Is ‘This Girl Can’ campaign encouraging new riders? [H&H VIP]

  • With headlines such as “sweating like a pig, feeling like a fox” and “I kick balls, deal with it”, a new video campaign targeting women aims to quash the fear of being judged negatively as a barrier to taking part in sport. In a bid to get girls of all ages, sizes and abilities to get active the new campaign, This Girl Can, was launched by Sport England last month (12 January).

    Statistics from the British Equestrian Trade Association show that riding is already bucking the trend in female participation, with women making up more than 73% of the equestrian community.

    At elite level, equestrianism is the only individual Olympic discipline in which men and women compete on an equal footing, and women have always held their own.

    The health benefits of riding have also been well documented, with the British Equestrian Federation (BEF) arguing that 60 minutes of riding can burn off nearly 500 calories — equivalent to an hour-long swim.

    Eighty-five-year-old H&H reader Shirley Shea believes that riding has been vital in maintaining her health.

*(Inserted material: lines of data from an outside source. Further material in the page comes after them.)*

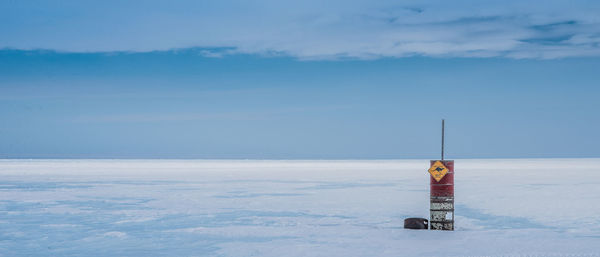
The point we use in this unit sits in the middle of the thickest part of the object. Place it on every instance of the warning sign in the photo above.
(438, 170)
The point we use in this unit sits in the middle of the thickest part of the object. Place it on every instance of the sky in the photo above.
(299, 80)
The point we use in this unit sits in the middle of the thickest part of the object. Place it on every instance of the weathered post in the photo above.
(442, 192)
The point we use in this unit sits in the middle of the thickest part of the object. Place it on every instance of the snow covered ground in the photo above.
(521, 207)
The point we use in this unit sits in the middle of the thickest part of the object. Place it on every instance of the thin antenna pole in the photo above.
(442, 139)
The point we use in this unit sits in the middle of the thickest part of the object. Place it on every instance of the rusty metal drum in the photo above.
(442, 198)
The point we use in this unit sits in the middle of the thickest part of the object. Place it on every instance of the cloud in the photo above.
(309, 29)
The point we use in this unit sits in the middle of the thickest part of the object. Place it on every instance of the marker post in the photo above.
(442, 192)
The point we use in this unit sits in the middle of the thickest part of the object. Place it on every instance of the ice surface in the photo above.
(524, 207)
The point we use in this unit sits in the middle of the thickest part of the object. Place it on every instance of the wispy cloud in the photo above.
(310, 29)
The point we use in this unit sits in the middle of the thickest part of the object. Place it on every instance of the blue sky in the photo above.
(279, 80)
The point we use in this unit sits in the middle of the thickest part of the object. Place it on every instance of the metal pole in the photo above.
(442, 139)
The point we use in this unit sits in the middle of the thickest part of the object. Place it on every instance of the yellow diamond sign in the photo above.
(438, 170)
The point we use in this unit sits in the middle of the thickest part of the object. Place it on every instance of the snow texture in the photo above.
(521, 207)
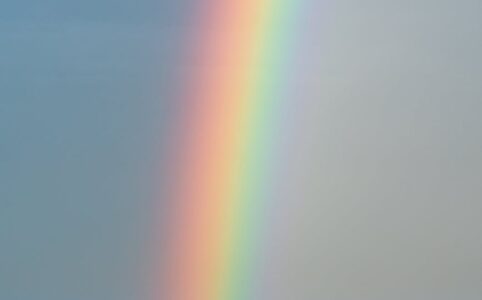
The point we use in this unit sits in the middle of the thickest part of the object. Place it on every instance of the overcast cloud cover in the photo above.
(382, 199)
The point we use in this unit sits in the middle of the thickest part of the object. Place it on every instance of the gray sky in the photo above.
(381, 198)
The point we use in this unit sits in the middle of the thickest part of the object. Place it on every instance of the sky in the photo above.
(382, 196)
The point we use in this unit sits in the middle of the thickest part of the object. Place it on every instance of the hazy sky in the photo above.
(382, 197)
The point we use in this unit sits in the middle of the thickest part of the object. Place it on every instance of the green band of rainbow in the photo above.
(224, 176)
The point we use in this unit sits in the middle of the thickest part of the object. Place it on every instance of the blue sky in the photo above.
(85, 95)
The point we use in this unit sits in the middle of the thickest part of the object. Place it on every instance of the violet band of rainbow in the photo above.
(227, 140)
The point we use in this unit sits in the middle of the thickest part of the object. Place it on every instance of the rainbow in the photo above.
(223, 165)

    “I keep fit by hacking out two or three times a week,” she said. “My health is above average for my age.”

    The BEF hopes the new campaign will help to entice more women into the sport.

    “It is time to spread the message that horses don’t care if you wiggle, jiggle or pant your way around an arena; instead you’ll find a willing exercise partner and friend who will help you to double the sweat,” said a spokesman.

    Already an objective

    At the end of 2012 and on the back of a successful Olympics, horse sport was told it would receive £6m in funding from Sport England.

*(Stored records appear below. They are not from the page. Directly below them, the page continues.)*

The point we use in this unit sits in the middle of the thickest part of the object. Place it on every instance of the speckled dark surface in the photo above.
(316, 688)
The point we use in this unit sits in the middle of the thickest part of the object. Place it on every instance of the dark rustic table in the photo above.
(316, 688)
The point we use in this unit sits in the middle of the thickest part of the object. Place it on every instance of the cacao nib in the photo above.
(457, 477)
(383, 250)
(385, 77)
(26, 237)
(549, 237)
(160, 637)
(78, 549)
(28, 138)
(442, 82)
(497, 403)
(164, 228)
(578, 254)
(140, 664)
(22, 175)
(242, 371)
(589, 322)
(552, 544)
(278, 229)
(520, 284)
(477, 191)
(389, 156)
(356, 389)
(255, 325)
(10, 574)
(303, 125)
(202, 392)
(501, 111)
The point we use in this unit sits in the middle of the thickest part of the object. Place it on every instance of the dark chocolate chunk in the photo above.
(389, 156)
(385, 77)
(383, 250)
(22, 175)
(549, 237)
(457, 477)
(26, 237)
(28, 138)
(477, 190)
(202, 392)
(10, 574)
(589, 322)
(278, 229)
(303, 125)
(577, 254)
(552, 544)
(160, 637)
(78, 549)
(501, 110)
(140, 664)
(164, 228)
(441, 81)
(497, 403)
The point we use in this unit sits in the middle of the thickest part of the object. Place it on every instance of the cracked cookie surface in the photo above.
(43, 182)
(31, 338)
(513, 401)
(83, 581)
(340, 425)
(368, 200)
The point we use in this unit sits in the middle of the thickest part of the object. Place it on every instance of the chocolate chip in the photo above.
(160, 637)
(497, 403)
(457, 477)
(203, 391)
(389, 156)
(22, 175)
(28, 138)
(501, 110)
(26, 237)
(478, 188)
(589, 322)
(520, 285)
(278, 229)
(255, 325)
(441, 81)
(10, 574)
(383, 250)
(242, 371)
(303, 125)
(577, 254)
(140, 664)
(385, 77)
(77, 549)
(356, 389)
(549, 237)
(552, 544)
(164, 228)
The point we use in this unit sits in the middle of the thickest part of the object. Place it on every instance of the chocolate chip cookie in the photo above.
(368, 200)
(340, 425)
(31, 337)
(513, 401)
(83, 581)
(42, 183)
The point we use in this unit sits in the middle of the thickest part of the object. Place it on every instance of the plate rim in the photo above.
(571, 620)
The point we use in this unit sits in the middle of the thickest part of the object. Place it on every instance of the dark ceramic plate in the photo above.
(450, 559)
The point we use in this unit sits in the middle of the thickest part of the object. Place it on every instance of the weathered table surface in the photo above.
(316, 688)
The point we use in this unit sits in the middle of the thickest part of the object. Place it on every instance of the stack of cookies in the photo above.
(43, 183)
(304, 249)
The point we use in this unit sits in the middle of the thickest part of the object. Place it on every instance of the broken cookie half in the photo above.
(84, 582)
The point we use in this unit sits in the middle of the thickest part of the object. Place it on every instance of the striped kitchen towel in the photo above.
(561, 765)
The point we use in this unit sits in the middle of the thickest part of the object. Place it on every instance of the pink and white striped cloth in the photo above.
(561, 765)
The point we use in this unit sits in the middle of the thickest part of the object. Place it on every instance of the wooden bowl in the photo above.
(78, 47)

    The BEF’s main legacy brand is Hoof, which is a network that aims to promote the sport through a series of initiatives and activities.

    One of the initiatives was Take Back the Reins, which was designed to attract adults who had ridden in the past back into the saddle.

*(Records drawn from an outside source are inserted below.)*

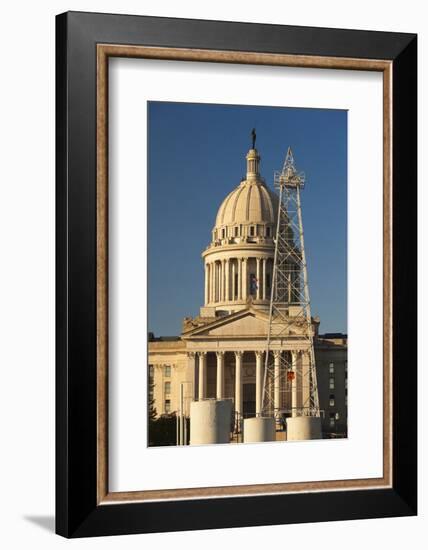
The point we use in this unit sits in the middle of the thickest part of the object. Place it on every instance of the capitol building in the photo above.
(220, 352)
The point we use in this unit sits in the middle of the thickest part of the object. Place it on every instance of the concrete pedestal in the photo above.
(210, 421)
(303, 427)
(258, 429)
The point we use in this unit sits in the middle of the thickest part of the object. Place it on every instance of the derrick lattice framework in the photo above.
(290, 382)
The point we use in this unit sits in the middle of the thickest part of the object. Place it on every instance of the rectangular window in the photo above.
(253, 284)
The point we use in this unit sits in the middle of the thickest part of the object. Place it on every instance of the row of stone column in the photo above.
(220, 394)
(220, 280)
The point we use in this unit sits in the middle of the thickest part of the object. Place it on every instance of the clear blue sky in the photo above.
(197, 156)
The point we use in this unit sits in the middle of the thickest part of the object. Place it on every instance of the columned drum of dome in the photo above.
(239, 259)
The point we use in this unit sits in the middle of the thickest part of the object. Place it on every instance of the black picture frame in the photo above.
(77, 512)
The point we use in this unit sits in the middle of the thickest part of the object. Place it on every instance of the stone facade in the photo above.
(220, 353)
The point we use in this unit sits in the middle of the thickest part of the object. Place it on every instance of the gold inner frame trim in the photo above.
(104, 51)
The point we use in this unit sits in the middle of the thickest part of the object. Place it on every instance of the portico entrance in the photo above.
(249, 400)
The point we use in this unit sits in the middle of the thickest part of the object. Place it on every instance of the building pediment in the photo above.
(242, 324)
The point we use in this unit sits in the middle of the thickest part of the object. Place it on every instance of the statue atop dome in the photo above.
(253, 137)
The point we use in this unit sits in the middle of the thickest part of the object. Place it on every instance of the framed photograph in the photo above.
(236, 274)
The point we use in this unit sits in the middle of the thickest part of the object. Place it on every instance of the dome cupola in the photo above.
(239, 259)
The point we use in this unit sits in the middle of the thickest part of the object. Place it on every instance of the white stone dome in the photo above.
(250, 202)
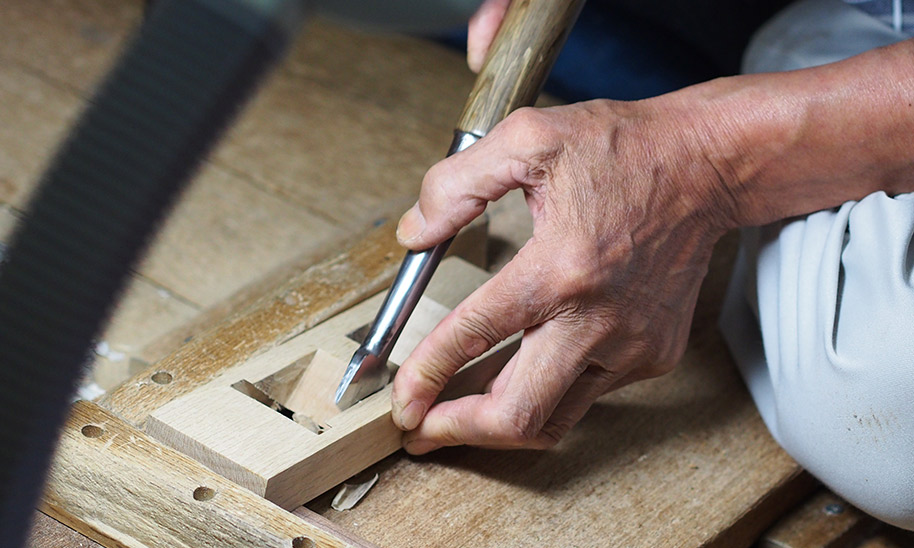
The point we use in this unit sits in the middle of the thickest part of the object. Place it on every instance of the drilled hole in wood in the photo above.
(162, 377)
(303, 542)
(92, 430)
(204, 493)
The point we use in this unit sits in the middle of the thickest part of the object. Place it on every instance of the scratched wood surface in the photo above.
(336, 141)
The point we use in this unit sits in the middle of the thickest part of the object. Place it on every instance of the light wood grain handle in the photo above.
(520, 58)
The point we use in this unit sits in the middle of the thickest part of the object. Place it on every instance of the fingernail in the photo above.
(412, 415)
(420, 447)
(412, 225)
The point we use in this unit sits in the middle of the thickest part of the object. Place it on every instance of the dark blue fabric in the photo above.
(627, 50)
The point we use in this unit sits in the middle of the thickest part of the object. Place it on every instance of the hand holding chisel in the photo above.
(521, 56)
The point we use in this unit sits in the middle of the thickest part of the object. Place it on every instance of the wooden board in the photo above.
(223, 427)
(348, 124)
(116, 485)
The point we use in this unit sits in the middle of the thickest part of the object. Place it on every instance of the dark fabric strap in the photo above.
(173, 90)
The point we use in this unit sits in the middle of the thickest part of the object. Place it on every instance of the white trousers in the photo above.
(820, 311)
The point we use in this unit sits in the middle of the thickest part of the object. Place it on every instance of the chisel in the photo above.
(521, 56)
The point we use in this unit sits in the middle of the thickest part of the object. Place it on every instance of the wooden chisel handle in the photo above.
(519, 59)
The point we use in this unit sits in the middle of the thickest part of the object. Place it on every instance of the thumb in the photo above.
(457, 189)
(480, 322)
(482, 29)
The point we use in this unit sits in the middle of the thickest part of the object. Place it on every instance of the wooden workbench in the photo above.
(335, 144)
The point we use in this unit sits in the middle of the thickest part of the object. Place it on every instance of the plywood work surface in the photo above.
(336, 141)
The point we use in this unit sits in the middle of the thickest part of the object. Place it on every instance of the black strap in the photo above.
(174, 89)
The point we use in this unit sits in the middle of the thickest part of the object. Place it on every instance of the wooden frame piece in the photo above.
(234, 433)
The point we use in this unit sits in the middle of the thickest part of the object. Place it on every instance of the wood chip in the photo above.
(350, 494)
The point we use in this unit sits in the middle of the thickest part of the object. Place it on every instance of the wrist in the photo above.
(786, 144)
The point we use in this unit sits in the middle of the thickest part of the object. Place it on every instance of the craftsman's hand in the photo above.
(626, 211)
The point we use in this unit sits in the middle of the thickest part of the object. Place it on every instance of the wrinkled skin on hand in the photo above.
(605, 289)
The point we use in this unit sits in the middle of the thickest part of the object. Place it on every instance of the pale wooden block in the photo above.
(308, 386)
(248, 442)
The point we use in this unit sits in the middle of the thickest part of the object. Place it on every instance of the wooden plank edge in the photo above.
(117, 486)
(747, 527)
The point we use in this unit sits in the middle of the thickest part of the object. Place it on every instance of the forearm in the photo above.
(791, 143)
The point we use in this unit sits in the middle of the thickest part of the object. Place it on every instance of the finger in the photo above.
(482, 29)
(593, 383)
(525, 394)
(456, 190)
(504, 305)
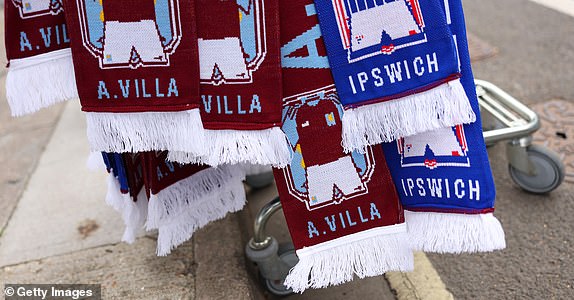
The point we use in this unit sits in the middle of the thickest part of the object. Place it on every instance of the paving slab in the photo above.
(61, 199)
(220, 262)
(369, 288)
(124, 271)
(22, 141)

    According to figures from the BEF, from between October 2012 and June 2014 the scheme seems to be working. Some 16,900 more females over the age of 16 are now involved in the sport, and there has also been an increase of people aged between 30-34, 45-54 and 65+ riding at least once a week.

    Sarah Robertson, who runs Valley Farm Equestrian Leisure in Suffolk, told H&H that its Take Back the Reins programme has been a “great success”.

    “It’s a lovely informal way for ladies — and gents — to get back into horses and meet others with the same interest,” she said.

    The centre now also runs a riding keep fit class alongside Take Back the Reins classes.

    “It’s good fun, even I do it,” Sarah added.

    Realistic expectations?

    Howeber, how realistic is it that even more women can be encouraged to take part in the sport? The expense involved and access to riding is a constant challenge for the industry.

    Even with the BEF’s initiatives, many women who have ridden to a high standard in their childhood often find it difficult to stay involved.

    “I have tried two stables in London, and while in both cases the instructors were excellent, it was more than £50 for an hour’s lesson and the horses we rode just weren’t suitable,” said Sarah Booth, who works full-time as a strategy director in London.

    “In one case I rode a 13.2hh pony called Barbie who, although nice, was clearly on her third or fourth outing of the day.”

    Kezia Quinn, 27, has also found it difficult to access a suitable riding school within the constraints of working hours.

    “I found a really good stable, but using public transport it took more than an hour and a half to get there,” Miss Quinn said.

    “Although the lessons are expensive I would be happy to pay for the higher quality, but I don’t have the time to invest in the travel.”

    There is also concern that not enough children are being encouraged to take up the sport at a young age.

    Former H&H editor Lucy Higginson explained that her local riding school near Windsor would not take her daughter Madeleine until she was seven.

    “When she was five our local gymnastics club was keen to take her on and give her opportunities, and now she is completely hooked.

    “Athletic children can exceed in so many sports so it often comes down to price and availability. The price of riding lessons in this area worked out at £1 a minute.”

    Industry in need of support

    Are cost and access really the biggest barriers to people getting involved in the sport?

    H&H reader Rachel McIlroy argues that although lessons can be expensive, the cost is not insurmountable.

    “A fortnightly group lesson often equals the same amount as a parent giving up their coffee on their way into work in the morning,” Ms Mcllroy said.

    “You can also learn to ride with the most minimal of equipment as most stables will have hats, so it’s only appropriate footwear and legwear that’s needed to start.”

    Julian Marczak, from the Association of British Riding Schools (ABRS), agrees that
    cost is not the biggest issue facing equestrian participation.

    “The main problem is the same that every sport faces, which is that with modern technology people are living increasingly sedentary lifestyles,” he told H&H.

    “In addition riding faces tough competition from other sports, and centres need to be given more financial support in order to make it an environment people want to be in.

    “It is hard for a riding school to compete with a shiny golf club up the road.”

    “The ABRS would applaud any initiative from the government, such as tax breaks, that would help riding schools get on an equal footing.”